The law gives effect to the real transaction entered into between parties, and disregards a disguised or simulated transaction.
Under what circumstances will a transaction be a "simulated" transaction that SARS is entitled to ignore in favour of the "real" transaction?
No sophisticated legal system can allow itself to be blinded by the label that parties to a transaction choose to append to it. Our common law is clear that the courts must have regard to the real transaction, and not to any disguised or simulated transaction.
For example, just because two parties describe their transaction as a loan is not conclusive of the fact that it is, indeed, a loan (which may be subject to donations tax, but is not subject to income tax). It may, for example, be a disguised reward for services rendered, in which event the law will not treat it as a loan, but as a quid pro quo for services, and it will be subject to income tax.
What is a "simulated" or "disguised" transaction? In Erf 3183/1 Ladysmith (Pty) Ltd v Commissioner for Inland Revenue 1996 (3) SA 942 (SCA) the Supreme Court of Appeal quoted with approval from the decision of the Appellate Division in Zandberg v Van Zyl 1910 AD 302 at 309 where Innes JA said-
Not frequently, however (either to secure some advantage which otherwise the law would not give, or to escape some disability which otherwise the law would impose), the parties to a transaction endeavour to conceal its real character. They call it by a name, or give it a shape, intended not to express but to disguise its true nature. And when a Court is asked to decide any rights under such an agreement, it can only do so by giving effect to what the transaction really is; not what in form it purports to be
The Supreme Court of Appeal also quoted with approval from the decision in Commissioner of Customs and Excise v Randles, Brothers & Hudson Ltd 1941 AD 369 at 395 - 396 where it was held that (emphasis added) -
[a] transaction is not necessarily a disguised one because it is devised for the purpose of evading the prohibition in the Act or avoiding liability for the tax imposed by it. A transaction devised for that purpose, if the parties honestly intend it to have effect according to its tenor, is interpreted by the Court according to its tenor, and then the only question is whether, so interpreted, it falls within or without the prohibition or tax.

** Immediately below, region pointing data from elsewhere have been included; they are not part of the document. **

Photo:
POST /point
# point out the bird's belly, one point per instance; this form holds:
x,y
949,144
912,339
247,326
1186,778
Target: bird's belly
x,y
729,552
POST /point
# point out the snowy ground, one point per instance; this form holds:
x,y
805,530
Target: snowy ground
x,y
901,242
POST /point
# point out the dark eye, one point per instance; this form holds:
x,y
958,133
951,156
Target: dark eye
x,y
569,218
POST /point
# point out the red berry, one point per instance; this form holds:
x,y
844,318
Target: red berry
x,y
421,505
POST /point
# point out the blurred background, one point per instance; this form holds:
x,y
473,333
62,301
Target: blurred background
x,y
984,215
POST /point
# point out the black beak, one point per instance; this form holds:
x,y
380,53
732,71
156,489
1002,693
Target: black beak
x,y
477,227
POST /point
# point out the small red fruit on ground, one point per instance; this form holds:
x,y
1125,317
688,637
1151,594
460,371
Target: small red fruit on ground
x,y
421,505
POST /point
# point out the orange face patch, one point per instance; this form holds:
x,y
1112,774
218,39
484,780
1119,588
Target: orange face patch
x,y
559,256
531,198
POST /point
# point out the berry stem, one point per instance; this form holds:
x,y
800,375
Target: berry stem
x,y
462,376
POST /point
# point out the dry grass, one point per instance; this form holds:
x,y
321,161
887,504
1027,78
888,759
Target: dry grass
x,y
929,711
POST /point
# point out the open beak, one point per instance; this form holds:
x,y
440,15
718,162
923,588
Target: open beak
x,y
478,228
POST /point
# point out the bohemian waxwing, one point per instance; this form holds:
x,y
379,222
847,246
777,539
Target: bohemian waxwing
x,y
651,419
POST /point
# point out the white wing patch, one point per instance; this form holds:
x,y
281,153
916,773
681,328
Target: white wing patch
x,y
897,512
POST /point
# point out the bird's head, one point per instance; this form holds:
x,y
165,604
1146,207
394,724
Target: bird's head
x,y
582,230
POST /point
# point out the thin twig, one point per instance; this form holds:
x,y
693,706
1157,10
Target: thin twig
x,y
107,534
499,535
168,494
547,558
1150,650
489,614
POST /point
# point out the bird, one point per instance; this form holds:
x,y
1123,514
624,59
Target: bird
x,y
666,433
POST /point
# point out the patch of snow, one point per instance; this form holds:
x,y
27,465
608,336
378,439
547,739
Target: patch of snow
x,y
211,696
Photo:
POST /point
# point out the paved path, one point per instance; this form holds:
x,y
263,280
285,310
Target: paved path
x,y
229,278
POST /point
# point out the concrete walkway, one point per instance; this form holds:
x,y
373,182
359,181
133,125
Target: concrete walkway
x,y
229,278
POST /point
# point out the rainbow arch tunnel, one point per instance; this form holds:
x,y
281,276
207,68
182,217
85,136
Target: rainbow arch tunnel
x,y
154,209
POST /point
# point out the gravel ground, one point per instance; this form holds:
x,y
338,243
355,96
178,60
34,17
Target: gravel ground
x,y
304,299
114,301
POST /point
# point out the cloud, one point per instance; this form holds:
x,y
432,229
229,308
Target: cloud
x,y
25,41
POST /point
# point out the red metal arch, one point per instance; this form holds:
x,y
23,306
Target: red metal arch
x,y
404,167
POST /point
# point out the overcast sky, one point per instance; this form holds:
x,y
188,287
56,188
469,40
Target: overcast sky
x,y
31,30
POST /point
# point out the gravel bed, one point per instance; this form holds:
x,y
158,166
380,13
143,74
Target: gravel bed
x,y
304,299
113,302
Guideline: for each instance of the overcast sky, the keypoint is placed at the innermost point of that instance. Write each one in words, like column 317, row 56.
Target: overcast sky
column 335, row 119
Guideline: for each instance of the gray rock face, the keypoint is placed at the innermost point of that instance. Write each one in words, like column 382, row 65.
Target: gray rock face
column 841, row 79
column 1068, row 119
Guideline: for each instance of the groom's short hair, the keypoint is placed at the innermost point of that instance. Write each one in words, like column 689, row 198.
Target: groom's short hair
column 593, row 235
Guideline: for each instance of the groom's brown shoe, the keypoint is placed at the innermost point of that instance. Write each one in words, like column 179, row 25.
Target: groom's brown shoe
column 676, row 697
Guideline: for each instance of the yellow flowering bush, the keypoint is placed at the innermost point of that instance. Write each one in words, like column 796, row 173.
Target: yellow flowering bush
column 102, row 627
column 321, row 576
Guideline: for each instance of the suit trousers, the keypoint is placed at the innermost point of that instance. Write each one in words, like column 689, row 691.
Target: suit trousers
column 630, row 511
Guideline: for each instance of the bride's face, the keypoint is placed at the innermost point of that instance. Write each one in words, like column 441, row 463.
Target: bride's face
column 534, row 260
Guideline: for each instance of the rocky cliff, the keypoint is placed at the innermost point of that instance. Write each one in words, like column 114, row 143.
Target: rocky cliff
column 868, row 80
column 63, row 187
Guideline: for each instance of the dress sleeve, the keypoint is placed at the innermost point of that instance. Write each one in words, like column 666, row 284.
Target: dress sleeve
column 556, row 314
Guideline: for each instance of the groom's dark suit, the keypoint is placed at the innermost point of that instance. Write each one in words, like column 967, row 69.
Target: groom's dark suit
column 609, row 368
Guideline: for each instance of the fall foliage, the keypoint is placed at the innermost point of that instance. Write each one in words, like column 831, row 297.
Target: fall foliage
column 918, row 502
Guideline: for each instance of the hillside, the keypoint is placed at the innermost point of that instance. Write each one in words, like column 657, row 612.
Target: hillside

According to these criteria, therefore, a transaction cannot be said to be simulated or disguised if the parties intend to give effect to the transaction "according to its tenor", that is to say, in accordance with the provisions of their agreement
However, in Commissioner for South African Revenue Service v NWK Ltd  ZASCA 168 the Supreme Court of Appeal handed down a judgement on 1 December 2010 which radically changes the concept of a "simulated transaction".
In the latter case, the unanimous judgement of the court, given by Lewis JA, held at paragraph  that (emphasis added) -
In my view the test to determine simulation cannot simply be whether there is an intention to give effect to a contract in accordance with its terms. Invariably where parties structure a transaction to achieve an objective other than the one ostensibly achieved they will intend to give effect to the transaction on the terms agreed. The test should thus go further, and require an examination of the commercial sense of the transaction: of its real substance and purpose. If the purpose of the transaction is only to achieve an object that allows the evasion of tax, or of a peremptory law, then it will be regarded as simulated. And the mere fact that parties do perform in terms of the contract does not show that it is not simulated: the charade of performance is generally meant to give credence to their simulation.
In terms of the latter criterion, therefore, the fact that the parties to a transaction intend to give effect to the agreement in accordance with its terms is not conclusive of the fact that it is not a "simulated" transaction. Indeed, even if they actually carry out their obligations under the transaction, it is possible that the transaction will still have been "simulated".
This new criterion will make it much more difficult for commercial lawyers to predict (and advise their clients) whether a contract entered into by them will be attacked by the South African Revenue Service on the grounds that it is "simulated". If SARS's contention in this regard were to be upheld by the courts, the result would be that SARS would tax the parties, not on the basis of their "simulated" transaction, but on the basis of the "real" transaction.